The subject is very fully examined by Chief Justice Spencer, in delivering the opinion of the Court of Appeals, and has been elaborately discussed and definitively settled in numerous other cases. Bean v. Smith, 2 Mason 252; Somes v. Brewer, 2 Pick. 198; Oriental Bank v. Haskins, 3 Metc. 332; Green v. Tanner, 8 Metc. 422; Dugan v. Vattier, 3 Blackf. 245.
" It is now the settled American doctrine that a bona fide purchaser for valuable consideration is protected under the statutes of 13th and 27th Elizabeth, as adopted in this country, whether he purchases from a fraudulent grantor or a *219fraudulent grantee; and that there is no difference in this respect between a deed to defraud subsequent creditors and one to defraud subsequent purchasers. They are voidable only, and not absolutely void.” 4 Kent’s Com. 464.
The rights of the bona fide purchaser from the fraudulent grantee are not impaired by the fact that judgments were recovered by the creditors against the fraudulent grantor prior to the conveyance by the fraudulent grantee. The judgments constitute no lien upon the legal title of the grantee.

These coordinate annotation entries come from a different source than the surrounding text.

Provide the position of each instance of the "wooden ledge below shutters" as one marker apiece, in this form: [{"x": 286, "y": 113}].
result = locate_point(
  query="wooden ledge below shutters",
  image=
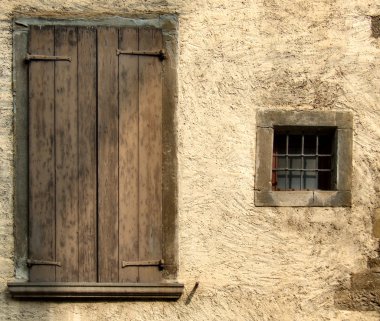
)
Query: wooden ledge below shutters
[{"x": 72, "y": 290}]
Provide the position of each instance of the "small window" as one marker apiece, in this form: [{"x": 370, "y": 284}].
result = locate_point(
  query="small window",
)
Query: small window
[{"x": 302, "y": 159}]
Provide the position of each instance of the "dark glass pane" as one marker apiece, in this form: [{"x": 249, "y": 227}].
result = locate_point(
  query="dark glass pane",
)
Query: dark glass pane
[
  {"x": 310, "y": 180},
  {"x": 280, "y": 180},
  {"x": 281, "y": 162},
  {"x": 324, "y": 180},
  {"x": 325, "y": 144},
  {"x": 295, "y": 144},
  {"x": 295, "y": 180},
  {"x": 279, "y": 144},
  {"x": 324, "y": 162},
  {"x": 295, "y": 162},
  {"x": 310, "y": 144},
  {"x": 310, "y": 162}
]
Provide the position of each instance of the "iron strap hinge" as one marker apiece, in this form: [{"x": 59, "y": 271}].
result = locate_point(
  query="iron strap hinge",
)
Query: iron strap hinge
[
  {"x": 30, "y": 57},
  {"x": 160, "y": 54},
  {"x": 30, "y": 262},
  {"x": 158, "y": 263}
]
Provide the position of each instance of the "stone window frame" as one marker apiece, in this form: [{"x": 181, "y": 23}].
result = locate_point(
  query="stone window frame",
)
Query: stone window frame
[
  {"x": 266, "y": 121},
  {"x": 169, "y": 288}
]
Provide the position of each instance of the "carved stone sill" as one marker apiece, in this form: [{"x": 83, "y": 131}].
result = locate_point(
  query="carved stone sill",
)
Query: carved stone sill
[{"x": 72, "y": 290}]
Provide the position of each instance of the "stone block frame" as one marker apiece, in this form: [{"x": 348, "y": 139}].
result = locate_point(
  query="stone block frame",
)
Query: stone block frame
[{"x": 340, "y": 195}]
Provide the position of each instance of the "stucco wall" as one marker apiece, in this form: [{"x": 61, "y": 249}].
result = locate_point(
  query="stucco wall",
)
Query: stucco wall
[{"x": 234, "y": 58}]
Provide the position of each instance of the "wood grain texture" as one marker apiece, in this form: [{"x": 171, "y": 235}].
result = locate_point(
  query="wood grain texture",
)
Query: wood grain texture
[
  {"x": 108, "y": 256},
  {"x": 66, "y": 132},
  {"x": 150, "y": 154},
  {"x": 87, "y": 238},
  {"x": 128, "y": 155},
  {"x": 41, "y": 155}
]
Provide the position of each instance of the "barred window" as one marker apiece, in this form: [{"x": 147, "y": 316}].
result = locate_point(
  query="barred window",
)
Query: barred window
[{"x": 302, "y": 159}]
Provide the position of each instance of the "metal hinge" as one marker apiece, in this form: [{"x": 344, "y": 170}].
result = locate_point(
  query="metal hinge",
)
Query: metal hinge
[
  {"x": 30, "y": 262},
  {"x": 160, "y": 54},
  {"x": 158, "y": 263},
  {"x": 44, "y": 57}
]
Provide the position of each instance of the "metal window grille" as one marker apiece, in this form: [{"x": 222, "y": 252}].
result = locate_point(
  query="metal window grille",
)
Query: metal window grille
[{"x": 302, "y": 160}]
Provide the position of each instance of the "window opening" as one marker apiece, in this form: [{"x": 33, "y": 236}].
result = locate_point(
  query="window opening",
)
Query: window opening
[{"x": 302, "y": 159}]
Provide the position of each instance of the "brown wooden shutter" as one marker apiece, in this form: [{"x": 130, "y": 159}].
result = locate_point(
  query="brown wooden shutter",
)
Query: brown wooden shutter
[
  {"x": 95, "y": 155},
  {"x": 62, "y": 155}
]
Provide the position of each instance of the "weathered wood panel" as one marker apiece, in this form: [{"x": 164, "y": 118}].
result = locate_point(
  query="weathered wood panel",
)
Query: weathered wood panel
[
  {"x": 66, "y": 132},
  {"x": 41, "y": 155},
  {"x": 128, "y": 154},
  {"x": 87, "y": 241},
  {"x": 150, "y": 154},
  {"x": 108, "y": 256}
]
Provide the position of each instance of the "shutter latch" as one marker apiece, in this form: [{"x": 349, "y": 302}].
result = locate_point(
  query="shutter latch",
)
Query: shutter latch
[
  {"x": 43, "y": 57},
  {"x": 30, "y": 262},
  {"x": 158, "y": 263},
  {"x": 160, "y": 54}
]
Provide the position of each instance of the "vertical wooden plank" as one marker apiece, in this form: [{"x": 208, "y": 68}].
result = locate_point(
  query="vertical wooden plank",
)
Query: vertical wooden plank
[
  {"x": 66, "y": 131},
  {"x": 41, "y": 155},
  {"x": 150, "y": 154},
  {"x": 87, "y": 154},
  {"x": 128, "y": 154},
  {"x": 108, "y": 259}
]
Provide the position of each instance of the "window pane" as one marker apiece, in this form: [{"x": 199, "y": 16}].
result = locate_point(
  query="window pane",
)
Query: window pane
[
  {"x": 295, "y": 162},
  {"x": 295, "y": 180},
  {"x": 279, "y": 144},
  {"x": 324, "y": 180},
  {"x": 310, "y": 162},
  {"x": 281, "y": 180},
  {"x": 310, "y": 144},
  {"x": 325, "y": 144},
  {"x": 295, "y": 144},
  {"x": 324, "y": 162},
  {"x": 310, "y": 180},
  {"x": 281, "y": 162}
]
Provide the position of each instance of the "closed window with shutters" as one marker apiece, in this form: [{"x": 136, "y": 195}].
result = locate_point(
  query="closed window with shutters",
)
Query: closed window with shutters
[{"x": 95, "y": 162}]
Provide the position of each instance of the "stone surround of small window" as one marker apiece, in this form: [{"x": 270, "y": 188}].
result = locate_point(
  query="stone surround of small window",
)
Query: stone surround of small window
[{"x": 303, "y": 158}]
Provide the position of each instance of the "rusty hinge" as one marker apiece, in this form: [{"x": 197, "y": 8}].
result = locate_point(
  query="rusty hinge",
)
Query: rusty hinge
[
  {"x": 160, "y": 54},
  {"x": 30, "y": 262},
  {"x": 44, "y": 57},
  {"x": 158, "y": 263}
]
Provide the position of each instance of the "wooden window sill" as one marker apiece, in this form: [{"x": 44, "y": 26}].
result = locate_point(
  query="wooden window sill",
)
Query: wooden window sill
[{"x": 72, "y": 290}]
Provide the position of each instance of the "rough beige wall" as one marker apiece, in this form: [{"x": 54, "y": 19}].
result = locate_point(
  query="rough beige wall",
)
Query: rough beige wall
[{"x": 235, "y": 57}]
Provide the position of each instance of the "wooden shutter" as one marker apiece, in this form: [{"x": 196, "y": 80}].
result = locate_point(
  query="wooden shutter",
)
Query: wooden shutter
[
  {"x": 95, "y": 155},
  {"x": 62, "y": 155}
]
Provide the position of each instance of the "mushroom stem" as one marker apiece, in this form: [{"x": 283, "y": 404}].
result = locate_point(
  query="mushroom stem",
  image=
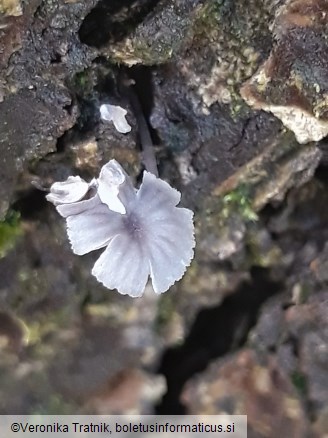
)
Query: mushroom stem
[{"x": 148, "y": 152}]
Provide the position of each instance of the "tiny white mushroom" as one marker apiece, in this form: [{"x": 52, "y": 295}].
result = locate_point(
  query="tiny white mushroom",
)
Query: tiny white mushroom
[
  {"x": 144, "y": 232},
  {"x": 66, "y": 192},
  {"x": 115, "y": 114}
]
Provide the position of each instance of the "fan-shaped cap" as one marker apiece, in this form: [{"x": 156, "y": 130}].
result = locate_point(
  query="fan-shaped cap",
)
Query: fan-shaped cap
[{"x": 144, "y": 232}]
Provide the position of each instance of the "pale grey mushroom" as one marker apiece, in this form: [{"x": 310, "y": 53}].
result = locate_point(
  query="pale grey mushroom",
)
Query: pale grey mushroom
[
  {"x": 115, "y": 114},
  {"x": 143, "y": 231}
]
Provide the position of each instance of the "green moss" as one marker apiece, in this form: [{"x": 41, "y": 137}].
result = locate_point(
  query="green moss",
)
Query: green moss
[{"x": 10, "y": 231}]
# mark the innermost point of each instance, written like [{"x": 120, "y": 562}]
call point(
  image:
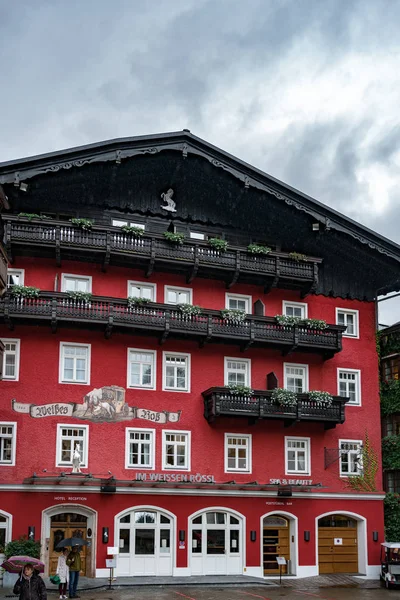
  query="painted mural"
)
[{"x": 101, "y": 405}]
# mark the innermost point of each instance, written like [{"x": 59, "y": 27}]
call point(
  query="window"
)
[
  {"x": 349, "y": 385},
  {"x": 296, "y": 378},
  {"x": 74, "y": 363},
  {"x": 176, "y": 372},
  {"x": 237, "y": 452},
  {"x": 15, "y": 277},
  {"x": 238, "y": 302},
  {"x": 176, "y": 450},
  {"x": 350, "y": 457},
  {"x": 295, "y": 309},
  {"x": 237, "y": 371},
  {"x": 141, "y": 368},
  {"x": 75, "y": 283},
  {"x": 70, "y": 438},
  {"x": 175, "y": 295},
  {"x": 11, "y": 359},
  {"x": 297, "y": 455},
  {"x": 8, "y": 443},
  {"x": 349, "y": 318},
  {"x": 140, "y": 449},
  {"x": 137, "y": 289}
]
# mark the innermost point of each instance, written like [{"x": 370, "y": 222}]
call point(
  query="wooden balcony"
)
[
  {"x": 152, "y": 252},
  {"x": 165, "y": 320},
  {"x": 221, "y": 402}
]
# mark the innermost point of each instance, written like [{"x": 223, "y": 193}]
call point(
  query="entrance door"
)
[
  {"x": 337, "y": 545},
  {"x": 65, "y": 525},
  {"x": 275, "y": 543}
]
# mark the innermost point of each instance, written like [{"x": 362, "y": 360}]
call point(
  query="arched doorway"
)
[
  {"x": 146, "y": 540},
  {"x": 339, "y": 538},
  {"x": 216, "y": 542}
]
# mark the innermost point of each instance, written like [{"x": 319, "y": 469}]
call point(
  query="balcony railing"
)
[
  {"x": 152, "y": 251},
  {"x": 221, "y": 401},
  {"x": 166, "y": 320}
]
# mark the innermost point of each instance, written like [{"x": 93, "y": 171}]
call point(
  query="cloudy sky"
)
[{"x": 307, "y": 90}]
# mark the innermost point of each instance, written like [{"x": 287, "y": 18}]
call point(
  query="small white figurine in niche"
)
[
  {"x": 167, "y": 198},
  {"x": 76, "y": 460}
]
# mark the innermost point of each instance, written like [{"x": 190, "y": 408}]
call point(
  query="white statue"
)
[
  {"x": 76, "y": 460},
  {"x": 167, "y": 198}
]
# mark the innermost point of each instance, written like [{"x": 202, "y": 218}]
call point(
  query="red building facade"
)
[{"x": 162, "y": 429}]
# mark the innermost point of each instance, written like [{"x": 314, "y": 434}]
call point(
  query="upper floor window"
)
[
  {"x": 237, "y": 371},
  {"x": 350, "y": 457},
  {"x": 15, "y": 277},
  {"x": 177, "y": 295},
  {"x": 137, "y": 289},
  {"x": 74, "y": 363},
  {"x": 11, "y": 359},
  {"x": 69, "y": 439},
  {"x": 295, "y": 309},
  {"x": 349, "y": 318},
  {"x": 76, "y": 283},
  {"x": 296, "y": 378},
  {"x": 8, "y": 443},
  {"x": 349, "y": 385},
  {"x": 238, "y": 302}
]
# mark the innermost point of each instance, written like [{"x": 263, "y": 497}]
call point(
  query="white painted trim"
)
[
  {"x": 358, "y": 384},
  {"x": 128, "y": 431},
  {"x": 153, "y": 384},
  {"x": 356, "y": 321},
  {"x": 143, "y": 284},
  {"x": 297, "y": 365},
  {"x": 177, "y": 288},
  {"x": 247, "y": 361},
  {"x": 13, "y": 424},
  {"x": 297, "y": 438},
  {"x": 248, "y": 299},
  {"x": 188, "y": 373},
  {"x": 302, "y": 305},
  {"x": 61, "y": 364},
  {"x": 87, "y": 278},
  {"x": 249, "y": 439},
  {"x": 16, "y": 341},
  {"x": 188, "y": 434},
  {"x": 85, "y": 443}
]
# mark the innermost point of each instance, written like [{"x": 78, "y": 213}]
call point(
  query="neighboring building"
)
[{"x": 190, "y": 462}]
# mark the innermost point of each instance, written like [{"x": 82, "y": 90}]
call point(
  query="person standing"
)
[
  {"x": 30, "y": 586},
  {"x": 63, "y": 573},
  {"x": 74, "y": 563}
]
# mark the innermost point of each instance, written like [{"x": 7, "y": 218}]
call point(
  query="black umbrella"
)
[{"x": 72, "y": 542}]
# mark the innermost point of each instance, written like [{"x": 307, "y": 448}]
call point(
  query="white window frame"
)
[
  {"x": 247, "y": 361},
  {"x": 61, "y": 426},
  {"x": 295, "y": 438},
  {"x": 248, "y": 438},
  {"x": 152, "y": 386},
  {"x": 356, "y": 372},
  {"x": 341, "y": 441},
  {"x": 177, "y": 288},
  {"x": 302, "y": 305},
  {"x": 20, "y": 272},
  {"x": 247, "y": 299},
  {"x": 152, "y": 432},
  {"x": 356, "y": 315},
  {"x": 306, "y": 375},
  {"x": 87, "y": 278},
  {"x": 12, "y": 424},
  {"x": 61, "y": 364},
  {"x": 166, "y": 467},
  {"x": 188, "y": 374},
  {"x": 17, "y": 358},
  {"x": 141, "y": 284}
]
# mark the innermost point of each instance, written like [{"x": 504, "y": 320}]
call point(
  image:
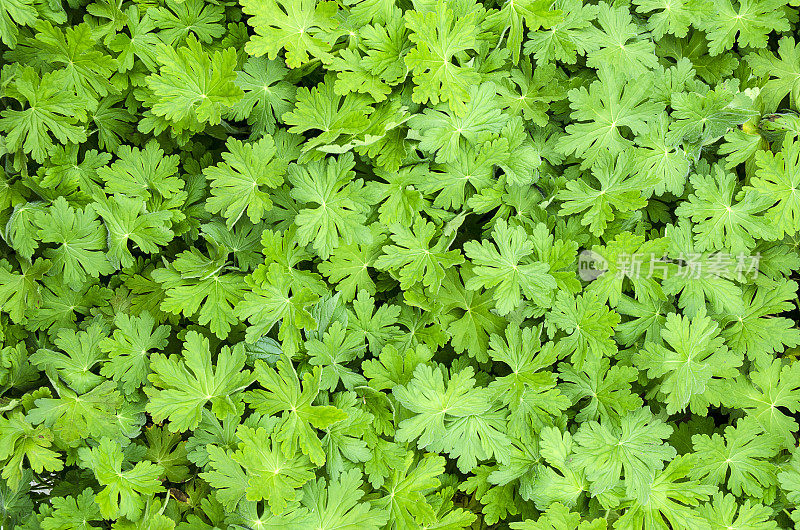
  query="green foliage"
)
[{"x": 379, "y": 265}]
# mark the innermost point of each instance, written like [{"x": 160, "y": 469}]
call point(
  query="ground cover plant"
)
[{"x": 413, "y": 264}]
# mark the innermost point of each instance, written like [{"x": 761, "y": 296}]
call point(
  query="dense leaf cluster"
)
[{"x": 314, "y": 264}]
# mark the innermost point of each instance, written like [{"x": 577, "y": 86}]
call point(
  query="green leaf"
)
[
  {"x": 633, "y": 448},
  {"x": 194, "y": 87},
  {"x": 123, "y": 489},
  {"x": 187, "y": 383},
  {"x": 299, "y": 418},
  {"x": 693, "y": 367},
  {"x": 240, "y": 183},
  {"x": 301, "y": 27},
  {"x": 740, "y": 461}
]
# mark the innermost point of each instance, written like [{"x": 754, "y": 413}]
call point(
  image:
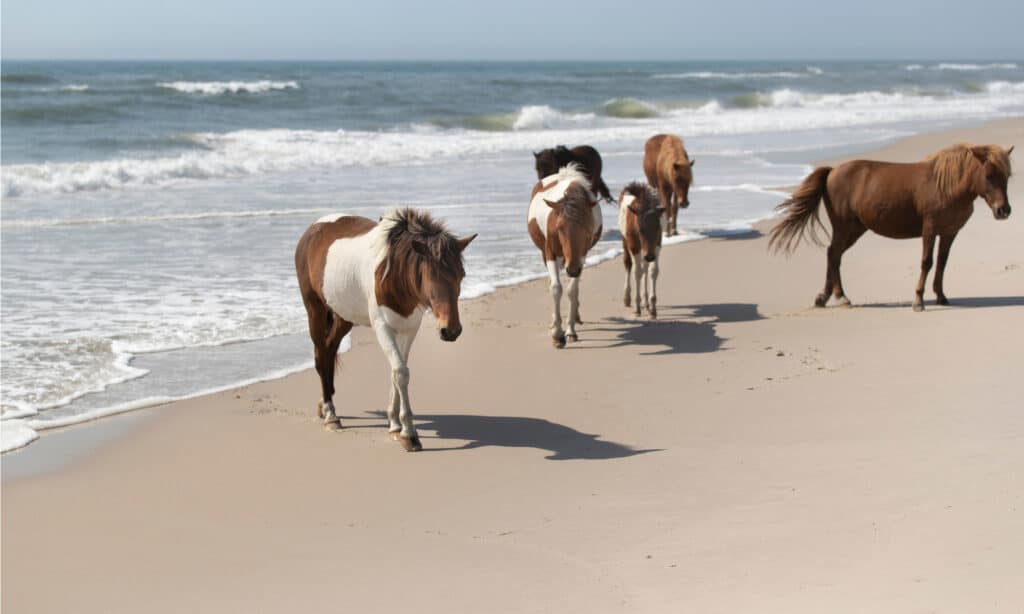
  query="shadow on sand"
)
[
  {"x": 563, "y": 443},
  {"x": 679, "y": 330},
  {"x": 969, "y": 302}
]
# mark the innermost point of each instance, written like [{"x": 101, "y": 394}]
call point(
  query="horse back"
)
[
  {"x": 311, "y": 251},
  {"x": 651, "y": 150},
  {"x": 890, "y": 199}
]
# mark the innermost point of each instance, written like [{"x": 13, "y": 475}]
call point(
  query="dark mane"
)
[
  {"x": 415, "y": 236},
  {"x": 644, "y": 195}
]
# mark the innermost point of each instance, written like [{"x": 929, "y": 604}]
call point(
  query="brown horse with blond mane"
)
[
  {"x": 355, "y": 271},
  {"x": 929, "y": 199},
  {"x": 670, "y": 171}
]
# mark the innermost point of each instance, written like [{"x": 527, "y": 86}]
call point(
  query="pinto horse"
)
[
  {"x": 384, "y": 274},
  {"x": 640, "y": 224},
  {"x": 929, "y": 199},
  {"x": 548, "y": 162},
  {"x": 564, "y": 222},
  {"x": 670, "y": 170}
]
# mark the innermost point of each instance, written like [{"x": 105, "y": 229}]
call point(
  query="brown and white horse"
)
[
  {"x": 355, "y": 271},
  {"x": 640, "y": 224},
  {"x": 670, "y": 170},
  {"x": 564, "y": 222},
  {"x": 929, "y": 199}
]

The title acquired by the purchaser, according to every legal test, was perfect. A concealed defect or secret equity, arising from the conduct of those who previously owned the property, of which the purchaser had no notice, cannot bo set up against him. Fletcher v. Peck, 6 Cranch 133; Anderson v. Roberts, 18 Johns. R. 531.
The complainant is entitled to a decree according to the prayer of his bill. A reference will be ordered to ascertain the amount due upon the mortgage.